Global strategy on resource taxes

Adapted from 'Caring for the Earth - A Strategy for Sustainable Living'.

Resource taxes are useful for limiting demand when it is not important to establish a maximum level of aggregate resource use. Such taxes could replace existing taxes; or the money they raise could be returned to the taxpayer for investment in better pollution control equipment and other subsidies.

Resource taxes should be introduced gradually to avoid economic disruption. A pre-announced schedule of increasing the taxes over a period of 10 or more years would give the private sector time to adapt. Matching declines in the rates of other taxes would make resource taxes more acceptable. It is more important that resource taxes are equitable, easy to modify and able to steer the economy in directions that are in society's interest, than that they are based on unattainably exact measures of social cost.

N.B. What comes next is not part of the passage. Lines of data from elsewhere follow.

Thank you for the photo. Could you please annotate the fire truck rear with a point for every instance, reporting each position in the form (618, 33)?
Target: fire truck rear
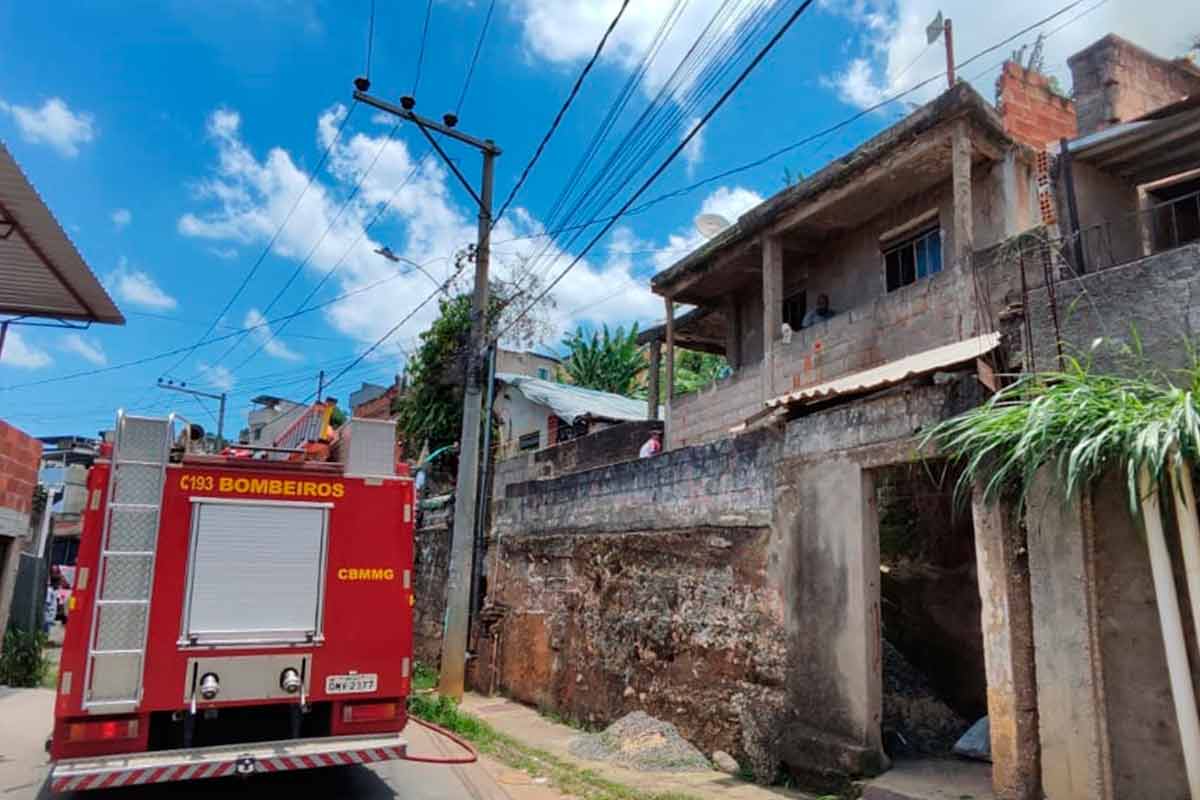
(239, 613)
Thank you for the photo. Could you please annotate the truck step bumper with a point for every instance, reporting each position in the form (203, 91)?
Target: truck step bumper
(196, 763)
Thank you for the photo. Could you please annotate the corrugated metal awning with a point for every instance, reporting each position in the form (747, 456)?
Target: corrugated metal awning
(1146, 150)
(893, 372)
(573, 403)
(41, 271)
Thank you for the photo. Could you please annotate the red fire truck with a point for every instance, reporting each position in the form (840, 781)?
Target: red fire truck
(238, 613)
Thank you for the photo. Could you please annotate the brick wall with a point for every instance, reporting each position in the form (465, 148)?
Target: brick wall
(1115, 80)
(19, 458)
(1031, 112)
(611, 445)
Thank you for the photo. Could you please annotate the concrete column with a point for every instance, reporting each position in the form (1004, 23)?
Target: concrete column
(1069, 680)
(964, 209)
(667, 423)
(1008, 651)
(772, 308)
(732, 331)
(652, 395)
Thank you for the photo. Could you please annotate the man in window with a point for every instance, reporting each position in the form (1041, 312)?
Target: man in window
(820, 313)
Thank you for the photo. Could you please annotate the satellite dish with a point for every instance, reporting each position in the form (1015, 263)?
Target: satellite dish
(709, 224)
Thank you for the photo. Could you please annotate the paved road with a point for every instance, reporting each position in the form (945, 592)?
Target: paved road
(25, 715)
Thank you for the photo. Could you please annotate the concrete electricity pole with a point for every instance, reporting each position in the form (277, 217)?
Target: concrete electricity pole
(454, 636)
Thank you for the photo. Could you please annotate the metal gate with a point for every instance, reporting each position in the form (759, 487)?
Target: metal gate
(117, 650)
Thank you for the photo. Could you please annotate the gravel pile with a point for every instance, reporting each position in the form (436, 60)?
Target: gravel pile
(641, 743)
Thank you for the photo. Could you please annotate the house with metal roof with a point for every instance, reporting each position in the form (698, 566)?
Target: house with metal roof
(534, 414)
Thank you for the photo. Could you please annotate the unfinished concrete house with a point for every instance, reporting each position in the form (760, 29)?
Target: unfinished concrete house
(792, 581)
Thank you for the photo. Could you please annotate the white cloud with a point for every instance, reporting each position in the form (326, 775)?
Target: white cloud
(567, 31)
(889, 53)
(90, 352)
(729, 202)
(137, 288)
(54, 124)
(694, 151)
(19, 353)
(249, 197)
(262, 332)
(219, 377)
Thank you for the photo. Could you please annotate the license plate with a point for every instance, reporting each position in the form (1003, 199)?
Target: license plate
(351, 684)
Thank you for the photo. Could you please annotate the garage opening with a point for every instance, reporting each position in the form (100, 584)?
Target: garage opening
(935, 685)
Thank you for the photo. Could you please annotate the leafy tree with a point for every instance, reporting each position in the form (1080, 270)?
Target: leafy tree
(694, 371)
(431, 408)
(604, 360)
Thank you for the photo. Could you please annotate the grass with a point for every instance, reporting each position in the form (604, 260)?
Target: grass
(564, 776)
(1081, 423)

The aim is to raise taxes on behaviour we want less of, such as depletion and pollution; and reduce them on what we want more of, such as employment of labour.

'Caring for the Earth' is published by World Wide Fund for Nature and others, and is available by post for L11-95 incl. p&p from Earthscan Publications, 3 Endsleigh Street, London WC1H ODS (tel 071 388 9541).

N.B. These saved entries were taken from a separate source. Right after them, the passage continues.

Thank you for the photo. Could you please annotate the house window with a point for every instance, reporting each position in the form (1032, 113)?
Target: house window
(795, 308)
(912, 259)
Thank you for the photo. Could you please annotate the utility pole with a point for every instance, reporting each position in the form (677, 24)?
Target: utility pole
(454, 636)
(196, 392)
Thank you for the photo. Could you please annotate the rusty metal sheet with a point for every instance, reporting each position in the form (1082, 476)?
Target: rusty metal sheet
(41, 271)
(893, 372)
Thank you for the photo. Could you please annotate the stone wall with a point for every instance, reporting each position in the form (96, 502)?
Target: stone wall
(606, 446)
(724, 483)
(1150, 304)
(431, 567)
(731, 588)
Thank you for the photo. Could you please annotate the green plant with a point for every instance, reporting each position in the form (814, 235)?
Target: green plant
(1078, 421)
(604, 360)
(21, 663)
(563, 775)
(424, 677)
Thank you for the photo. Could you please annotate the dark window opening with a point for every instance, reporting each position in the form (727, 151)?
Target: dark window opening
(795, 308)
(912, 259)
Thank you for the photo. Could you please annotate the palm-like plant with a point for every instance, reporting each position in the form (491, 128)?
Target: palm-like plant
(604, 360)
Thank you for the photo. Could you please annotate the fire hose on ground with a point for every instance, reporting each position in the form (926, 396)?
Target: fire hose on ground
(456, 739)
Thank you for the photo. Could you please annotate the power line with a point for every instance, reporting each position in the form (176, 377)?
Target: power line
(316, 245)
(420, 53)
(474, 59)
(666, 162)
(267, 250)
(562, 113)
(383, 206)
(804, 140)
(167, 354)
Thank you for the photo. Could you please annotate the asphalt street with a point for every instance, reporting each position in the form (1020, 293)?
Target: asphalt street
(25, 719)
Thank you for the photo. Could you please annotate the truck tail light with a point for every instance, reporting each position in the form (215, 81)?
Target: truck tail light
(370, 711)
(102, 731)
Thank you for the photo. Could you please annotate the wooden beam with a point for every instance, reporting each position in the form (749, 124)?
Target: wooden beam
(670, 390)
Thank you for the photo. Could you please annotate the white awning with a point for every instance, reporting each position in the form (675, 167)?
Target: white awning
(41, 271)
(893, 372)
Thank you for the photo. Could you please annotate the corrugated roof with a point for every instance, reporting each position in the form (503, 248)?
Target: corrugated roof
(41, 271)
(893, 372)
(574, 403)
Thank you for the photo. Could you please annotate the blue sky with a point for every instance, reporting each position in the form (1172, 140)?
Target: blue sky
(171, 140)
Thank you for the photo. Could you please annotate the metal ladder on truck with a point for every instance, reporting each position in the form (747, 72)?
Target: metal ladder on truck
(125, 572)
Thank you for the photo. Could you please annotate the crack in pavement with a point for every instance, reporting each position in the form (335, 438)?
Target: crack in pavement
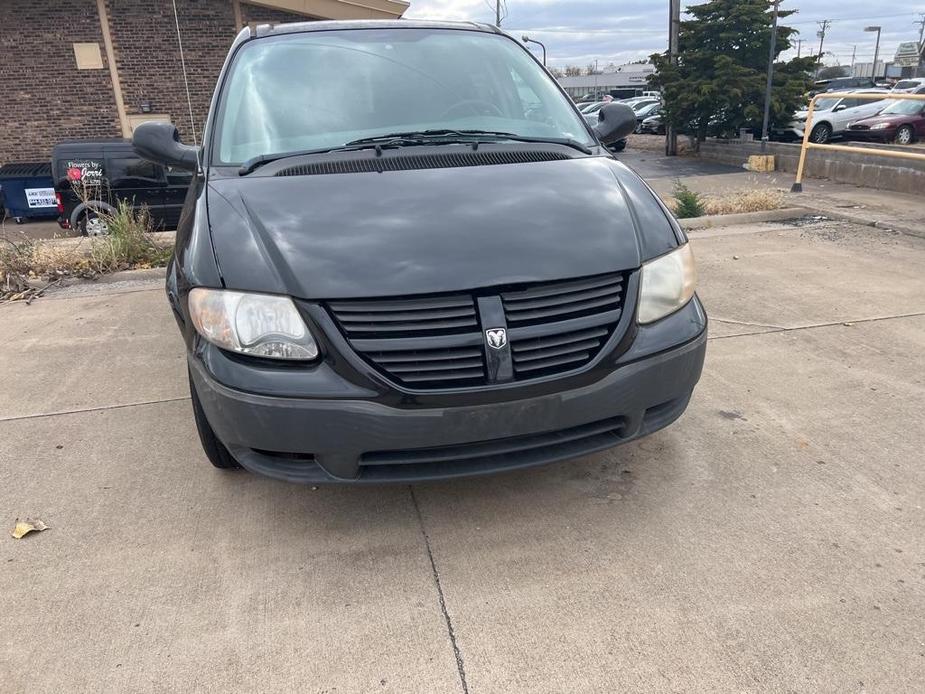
(774, 329)
(40, 415)
(460, 667)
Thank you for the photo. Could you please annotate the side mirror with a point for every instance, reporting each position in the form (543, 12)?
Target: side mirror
(614, 123)
(160, 142)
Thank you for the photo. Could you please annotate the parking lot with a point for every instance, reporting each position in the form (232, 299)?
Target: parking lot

Environmental taxes year 2010

Ernst von Weizsacker

From a paper 'Regulatory Reform and the Environment, the Cause for Environmental Taxes', published by the Institute for European Environmental Policy, 53 Endsleigh St, London WC1H ODD (tel 071 388 2117; fax 071 388 2826).

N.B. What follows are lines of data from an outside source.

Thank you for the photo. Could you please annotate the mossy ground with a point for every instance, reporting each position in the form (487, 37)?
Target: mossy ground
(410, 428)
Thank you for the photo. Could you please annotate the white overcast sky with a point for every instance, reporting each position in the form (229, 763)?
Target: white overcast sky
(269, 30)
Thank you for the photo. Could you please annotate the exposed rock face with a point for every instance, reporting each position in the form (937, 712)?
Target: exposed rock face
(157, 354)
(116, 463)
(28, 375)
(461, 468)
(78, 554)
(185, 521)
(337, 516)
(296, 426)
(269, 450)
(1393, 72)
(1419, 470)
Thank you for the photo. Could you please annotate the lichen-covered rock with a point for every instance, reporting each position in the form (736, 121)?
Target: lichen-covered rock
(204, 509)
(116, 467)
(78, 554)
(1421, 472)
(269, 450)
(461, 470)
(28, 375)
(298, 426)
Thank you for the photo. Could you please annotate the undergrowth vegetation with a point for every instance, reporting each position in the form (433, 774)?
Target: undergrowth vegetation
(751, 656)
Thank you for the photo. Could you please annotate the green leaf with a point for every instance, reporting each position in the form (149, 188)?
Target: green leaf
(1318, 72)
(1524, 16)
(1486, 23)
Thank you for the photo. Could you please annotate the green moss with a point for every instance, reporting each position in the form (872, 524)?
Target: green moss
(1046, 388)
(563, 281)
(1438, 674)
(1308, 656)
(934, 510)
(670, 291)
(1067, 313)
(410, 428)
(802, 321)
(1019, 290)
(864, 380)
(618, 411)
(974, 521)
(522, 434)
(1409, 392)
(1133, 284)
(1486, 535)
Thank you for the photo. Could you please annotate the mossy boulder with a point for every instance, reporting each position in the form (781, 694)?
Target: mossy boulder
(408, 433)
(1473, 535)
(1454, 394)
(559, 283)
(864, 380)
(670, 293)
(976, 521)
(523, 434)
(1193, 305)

The following criteria should be observed for all environment taxes:

(1) Taxes should be charged on factors for which there is a broad consensus that they are damaging the environment.

(2) Environmental taxes should be just in terms of distribution. In case of need, social policy compensation should be given.

(3) The administrative cost of collecting environmental taxes should be small.

(4) Environmental taxes should be introduced slowly and in steps to give the economy and technology time to adjust.

(5) Environmental taxes should be introduced throughout the EC, if possible.

Following these criteria, I could imagine the following European taxes within twenty or thirty years (1988 prices):

(1) Energy: ECU 7 per gigajoule of fossil and nuclear energy.

'A tax of ECU 100 per square metre of ground newly covered by buildings, concrete or macadam'

(2) Ground coverage: ECU 100 per square metre of ground newly covered by buildings, concrete or macadam; ECU 2 annually per square metre already covered - as a steady incentive to restore unused ground.

(3) Water: ECU 10 per cubic metre of polluted waste water or ECU 3 per cubic metre of water used.

(4) Waste: ECU 50 per ton of unsorted solid waste, ECU 500 per ton of hazardous waste.

(5) Air: ECU 1,000 per ton of SO2, NOX, CO or hydrocarbons, ECU 100 per ton of methane, ECU 50 per ton of CO2.

EC proposals for an energy tax

Adapted from articles by Tom Walker, Nicholas Schoon and David Usborne in the Times.

Although hotly opposed by industrial lobby groups, the scheme of Carlo Ripa di Meana, the European Community environment commissioner, to levy $10 on a barrel of oil by the year 2000 has been welcomed by environment ministers. The European Commission wants to put $3 on a barrel in 1993, and then add another dollar per year until 2000 - this would raise in the region of L38 billion. It has been calculated that if the full tax were introduced now, it would cost the average UK household about L130 a year.

The tax has credibility because Holland, Germany and Denmark, the more ecologically conscious Northern EC states, are all threatening to impose their own energy taxes. The UK government is cautiously supportive of the general idea, as long as there are to be balancing tax cuts elsewhere, with any revenue staying in national exchequers. However it is concerned about Europe going it alone, leaving American and Japanese industries with cheaper energy (and thus greater use of energy, with no overall global reduction).